The Maures Massif forms an important piece of the southernmost part of the Variscan belt
of western Europe. This massif exhibits high-grade bimodal felsic–basic volcanic complexes, a distinctive
lithological feature documented elsewhere in similar domains of the European Variscides and
referred to the Cambro-Ordovician extensional episode. Two major alkalic and tholeiitic compositional
groups and subordinate transitional metabasites have been identified, occurring at several distinct
horizons or in bimodal complexes. This chemical diversity is interpreted in terms of variable
degrees of partial melting of progressively depleted mantle source(s), which experienced melting at
different depths, from garnet to spinel stability domains, during a progressive mantle upwelling associated
with intracontinental rifting. This setting is reinforced by the presence of metabasites with compositions
similar to continental flood basalts, showing slightly humped REE patterns, and interpreted
as resulting from the melting of a partially depleted source at a relatively low degree of melting, in the
garnet–spinel transition zone.
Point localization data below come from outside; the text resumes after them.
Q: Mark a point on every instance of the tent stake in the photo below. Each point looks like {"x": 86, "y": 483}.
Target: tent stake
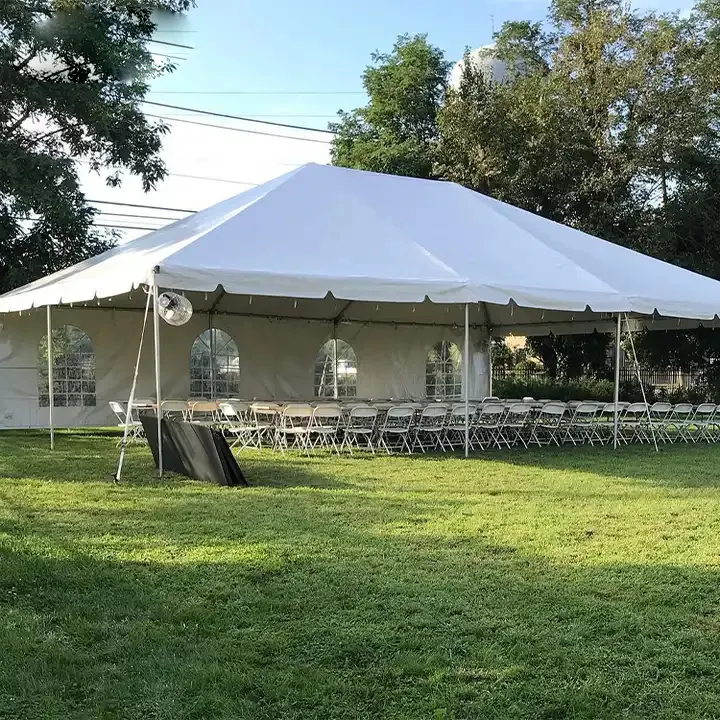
{"x": 51, "y": 391}
{"x": 158, "y": 392}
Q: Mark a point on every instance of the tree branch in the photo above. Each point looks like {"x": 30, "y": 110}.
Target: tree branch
{"x": 26, "y": 61}
{"x": 14, "y": 126}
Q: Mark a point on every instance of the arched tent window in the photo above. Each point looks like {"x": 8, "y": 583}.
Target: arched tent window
{"x": 443, "y": 371}
{"x": 336, "y": 363}
{"x": 73, "y": 369}
{"x": 214, "y": 366}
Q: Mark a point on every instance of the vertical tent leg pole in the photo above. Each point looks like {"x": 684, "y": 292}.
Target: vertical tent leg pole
{"x": 212, "y": 357}
{"x": 642, "y": 386}
{"x": 490, "y": 392}
{"x": 158, "y": 392}
{"x": 467, "y": 380}
{"x": 51, "y": 392}
{"x": 131, "y": 399}
{"x": 616, "y": 395}
{"x": 336, "y": 393}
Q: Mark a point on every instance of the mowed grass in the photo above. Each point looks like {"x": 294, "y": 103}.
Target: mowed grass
{"x": 553, "y": 584}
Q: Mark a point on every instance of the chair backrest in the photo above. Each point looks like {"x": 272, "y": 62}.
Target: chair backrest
{"x": 328, "y": 411}
{"x": 553, "y": 409}
{"x": 363, "y": 411}
{"x": 636, "y": 409}
{"x": 609, "y": 408}
{"x": 521, "y": 409}
{"x": 491, "y": 412}
{"x": 203, "y": 406}
{"x": 119, "y": 411}
{"x": 586, "y": 411}
{"x": 234, "y": 410}
{"x": 458, "y": 411}
{"x": 298, "y": 410}
{"x": 660, "y": 410}
{"x": 683, "y": 410}
{"x": 174, "y": 406}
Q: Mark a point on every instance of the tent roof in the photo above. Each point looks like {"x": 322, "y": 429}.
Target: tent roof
{"x": 359, "y": 236}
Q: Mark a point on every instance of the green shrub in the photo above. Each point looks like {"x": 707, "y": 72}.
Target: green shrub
{"x": 590, "y": 389}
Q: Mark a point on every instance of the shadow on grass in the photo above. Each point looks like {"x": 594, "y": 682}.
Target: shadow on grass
{"x": 92, "y": 456}
{"x": 402, "y": 627}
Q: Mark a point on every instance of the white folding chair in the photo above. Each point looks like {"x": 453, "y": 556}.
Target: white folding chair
{"x": 266, "y": 418}
{"x": 634, "y": 423}
{"x": 430, "y": 428}
{"x": 360, "y": 428}
{"x": 136, "y": 433}
{"x": 455, "y": 427}
{"x": 175, "y": 409}
{"x": 659, "y": 418}
{"x": 606, "y": 421}
{"x": 704, "y": 422}
{"x": 295, "y": 422}
{"x": 203, "y": 412}
{"x": 516, "y": 426}
{"x": 679, "y": 423}
{"x": 583, "y": 426}
{"x": 325, "y": 427}
{"x": 546, "y": 429}
{"x": 487, "y": 426}
{"x": 236, "y": 420}
{"x": 396, "y": 431}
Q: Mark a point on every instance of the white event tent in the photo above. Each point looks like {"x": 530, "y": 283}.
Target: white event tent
{"x": 390, "y": 264}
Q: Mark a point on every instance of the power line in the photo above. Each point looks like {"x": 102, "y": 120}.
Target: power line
{"x": 254, "y": 116}
{"x": 235, "y": 117}
{"x": 144, "y": 207}
{"x": 126, "y": 227}
{"x": 194, "y": 177}
{"x": 257, "y": 92}
{"x": 169, "y": 57}
{"x": 244, "y": 130}
{"x": 165, "y": 42}
{"x": 137, "y": 216}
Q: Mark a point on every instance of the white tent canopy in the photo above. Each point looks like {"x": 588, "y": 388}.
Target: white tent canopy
{"x": 332, "y": 234}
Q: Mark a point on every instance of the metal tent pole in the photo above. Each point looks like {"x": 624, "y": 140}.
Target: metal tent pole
{"x": 212, "y": 357}
{"x": 158, "y": 392}
{"x": 642, "y": 386}
{"x": 616, "y": 395}
{"x": 467, "y": 379}
{"x": 51, "y": 392}
{"x": 131, "y": 399}
{"x": 336, "y": 393}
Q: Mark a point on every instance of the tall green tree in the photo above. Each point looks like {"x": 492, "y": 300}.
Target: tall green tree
{"x": 72, "y": 76}
{"x": 397, "y": 130}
The metafelsites from the tholeiitic bimodal complex exhibit the distinctive
major and trace element characteristics of A-type rhyolites. Their elemental variations are consistent
with fractional crystallization of major and accessory phases, but some discontinuous REE
profiles result from a hydrothermal fractionation mechanism. The modelling of common anhydrous
fractionating assemblages suggests that these A-type compositions may be derived from the associated
tholeiites by extensive degrees of fractionation (90 %) with some continental crust involvement, or by
anhydrous partial melting (∼30 %) of an underplated mafic parent of tholeiitic composition. The
bimodal character of the Late Cambrian Maures magmatism, together with the chemistry of the various
metabasites and metafelsites, suggests plume-induced intracontinental magmatic activity, resulting
in lithospheric thinning prior to the onset of rifting and break-up of the Palaeozoic continental
lithosphere, at this northern margin of Gondwana.